Keep direct survey estimates at adm0/adm1. DHS/MIS sample designs are stratified by region and the published weights (v005/hv005) are representative at adm0 and adm1 only. Going to adm2 breaks the design assumption - clusters per adm2 are sparse, weights are no longer self-weighting within the stratum, and direct estimates carry unstable variance and wide CIs. For sub-region estimates use the MBG pipeline instead of direct survey aggregation.

Indicator coverage

Domain	Key indicators	Recode	Function
Parasite prevalence	PfPR by RDT/microscopy; age groups (u5, 5-10, u10, 2-10)	PR	`calc_pfpr_dhs()`
ITN	Ownership, access, use (all ages + u5/pregnant/age bands), use-if-access	HR, PR	`calc_itn_dhs()`
IRS	Household spraying coverage	HR	`calc_irs_dhs()`
Fever	Fever prevalence in children under 5	KR	`calc_fever_dhs()`
Care-seeking	By sector (public, private, CHW, pharmacy, trained, none)	KR	`calc_csb_dhs()`
Malaria testing	RDT/microscopy testing among febrile children	KR	`calc_malaria_dx_dhs()`
Antimalarials	Any antimalarial treatment among febrile U5	KR	`calc_antimalarial_dhs()`
ACT treatment	ACT receipt by source; ACT among antimalarials / care seekers	KR	`calc_act_dhs()`
Case management	Effective coverage (fever → care → test → treat)	KR	`calc_case_management_dhs()`
ANC	Antenatal care visits (1+/2+/3+/4+/8+)	IR	`calc_anc_dhs()`
IPTp	Intermittent preventive treatment doses (1+/2+/3+/4+)	IR	`calc_iptp_dhs()`
EPI vaccines	BCG, DPT, polio, measles, penta, PCV, rota, IPV, HepB, YF, malaria, fully/zero-dose	KR	`calc_epi_dhs()`
Under-5 mortality	U5MR per 1,000 live births (via `DHS.rates`)	KR	`calc_u5mr_dhs()`
Anemia	Any, moderate+, severe (children 6-59 months)	PR	`calc_severe_anemia_dhs()`
SMC	Seasonal malaria chemoprevention coverage	KR	`calc_smc_dhs()`
Wealth	Quintile distribution; Gini coefficient (Brown formula)	HR	`calc_wealth_dhs()`

Each survey indicator has a spatial counterpart (calc_*_mbg() / prep_*_mbg()) - see Spatial modeling (MBG).

Output shape

Every calc_*_dhs() returns a named list of tibbles, one per admin level (adm0, adm1, …).
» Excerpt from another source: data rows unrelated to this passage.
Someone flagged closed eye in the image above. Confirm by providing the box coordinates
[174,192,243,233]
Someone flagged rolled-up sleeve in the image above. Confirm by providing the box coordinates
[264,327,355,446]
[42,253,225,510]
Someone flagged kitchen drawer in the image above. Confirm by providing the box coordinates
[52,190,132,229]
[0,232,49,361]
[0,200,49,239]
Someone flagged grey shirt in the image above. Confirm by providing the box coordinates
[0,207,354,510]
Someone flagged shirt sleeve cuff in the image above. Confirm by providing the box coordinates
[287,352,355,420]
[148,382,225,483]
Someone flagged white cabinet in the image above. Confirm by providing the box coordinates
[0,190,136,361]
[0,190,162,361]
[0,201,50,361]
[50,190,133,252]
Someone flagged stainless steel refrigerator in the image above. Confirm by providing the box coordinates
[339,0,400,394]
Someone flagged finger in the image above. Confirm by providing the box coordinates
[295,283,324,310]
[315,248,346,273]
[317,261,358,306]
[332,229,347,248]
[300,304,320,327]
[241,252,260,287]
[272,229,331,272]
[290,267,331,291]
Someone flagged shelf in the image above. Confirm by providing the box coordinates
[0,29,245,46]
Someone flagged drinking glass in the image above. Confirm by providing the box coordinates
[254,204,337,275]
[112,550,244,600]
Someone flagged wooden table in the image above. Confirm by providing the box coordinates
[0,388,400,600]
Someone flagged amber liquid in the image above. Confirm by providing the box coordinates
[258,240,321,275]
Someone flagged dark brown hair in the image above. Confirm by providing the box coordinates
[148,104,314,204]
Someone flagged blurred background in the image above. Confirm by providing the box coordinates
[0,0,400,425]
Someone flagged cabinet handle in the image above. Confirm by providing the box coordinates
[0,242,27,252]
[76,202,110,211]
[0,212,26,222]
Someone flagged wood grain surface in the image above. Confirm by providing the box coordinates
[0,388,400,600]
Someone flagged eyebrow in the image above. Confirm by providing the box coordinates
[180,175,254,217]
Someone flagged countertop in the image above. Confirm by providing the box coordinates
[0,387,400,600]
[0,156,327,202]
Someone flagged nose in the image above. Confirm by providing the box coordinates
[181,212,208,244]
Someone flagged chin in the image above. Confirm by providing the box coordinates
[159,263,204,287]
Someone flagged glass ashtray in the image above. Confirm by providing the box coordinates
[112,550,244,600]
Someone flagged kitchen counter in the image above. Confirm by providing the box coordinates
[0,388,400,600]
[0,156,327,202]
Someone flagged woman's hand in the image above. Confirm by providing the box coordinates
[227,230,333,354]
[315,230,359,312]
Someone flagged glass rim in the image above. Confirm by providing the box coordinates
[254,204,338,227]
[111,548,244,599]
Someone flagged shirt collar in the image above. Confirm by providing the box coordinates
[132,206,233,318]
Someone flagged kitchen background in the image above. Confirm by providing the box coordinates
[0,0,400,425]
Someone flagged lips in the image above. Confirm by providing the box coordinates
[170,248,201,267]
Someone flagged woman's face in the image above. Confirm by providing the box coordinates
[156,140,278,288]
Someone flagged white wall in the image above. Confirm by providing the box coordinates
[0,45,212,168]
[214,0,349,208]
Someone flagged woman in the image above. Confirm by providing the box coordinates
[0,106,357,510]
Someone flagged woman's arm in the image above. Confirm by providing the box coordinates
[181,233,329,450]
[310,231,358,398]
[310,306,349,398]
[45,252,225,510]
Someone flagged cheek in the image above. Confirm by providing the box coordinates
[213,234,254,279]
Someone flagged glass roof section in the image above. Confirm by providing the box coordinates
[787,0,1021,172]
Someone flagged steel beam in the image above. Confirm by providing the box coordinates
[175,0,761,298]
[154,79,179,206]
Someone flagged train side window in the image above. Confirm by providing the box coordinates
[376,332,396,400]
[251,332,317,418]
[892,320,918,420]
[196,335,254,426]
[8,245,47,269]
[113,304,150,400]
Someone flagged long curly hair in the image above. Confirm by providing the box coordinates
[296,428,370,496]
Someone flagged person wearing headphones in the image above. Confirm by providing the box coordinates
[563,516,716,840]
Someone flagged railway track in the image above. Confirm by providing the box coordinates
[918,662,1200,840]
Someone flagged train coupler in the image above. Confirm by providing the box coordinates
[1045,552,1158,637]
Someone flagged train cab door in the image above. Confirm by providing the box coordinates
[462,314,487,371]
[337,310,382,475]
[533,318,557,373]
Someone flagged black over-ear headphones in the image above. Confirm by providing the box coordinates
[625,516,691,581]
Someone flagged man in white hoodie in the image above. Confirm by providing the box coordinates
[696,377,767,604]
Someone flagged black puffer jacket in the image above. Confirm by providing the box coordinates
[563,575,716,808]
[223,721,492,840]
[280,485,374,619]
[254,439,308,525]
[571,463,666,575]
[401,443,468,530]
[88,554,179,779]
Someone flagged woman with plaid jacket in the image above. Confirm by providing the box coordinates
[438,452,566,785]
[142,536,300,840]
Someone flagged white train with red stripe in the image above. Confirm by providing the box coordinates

Each row is one indicator at one admin unit, with standardised columns:

survey_id, iso3, iso2, survey_type, survey_year,
adm0, [adm1], [adm2], type, geo_source,
point, ci_l, ci_u, numerator, denominator,
indicator, indicator_code, numerator_description,
denominator_description, denominator_code

Because the shape is identical across families, you can stack results and treat a whole survey - or many surveys - as one tidy table:

library(dplyr)
all_adm1 <- bind_rows(
  itn$adm1, pfpr$adm1, fever$adm1, csb$adm1, act$adm1, cm$adm1
)

Running across many surveys

For a country with several DHS and MIS rounds, read each survey into a bundle, run every indicator defensively (so a single missing recode or variable doesn’t abort the run), and stack by admin level. The full pattern - including the tryCatch wrappers that skip indicators whose required variables are missing - is in inst/scripts/example_dhs_analysis.R. This is exactly why Step 0 matters: the variable dictionary tells you in advance which indicators a given survey can support.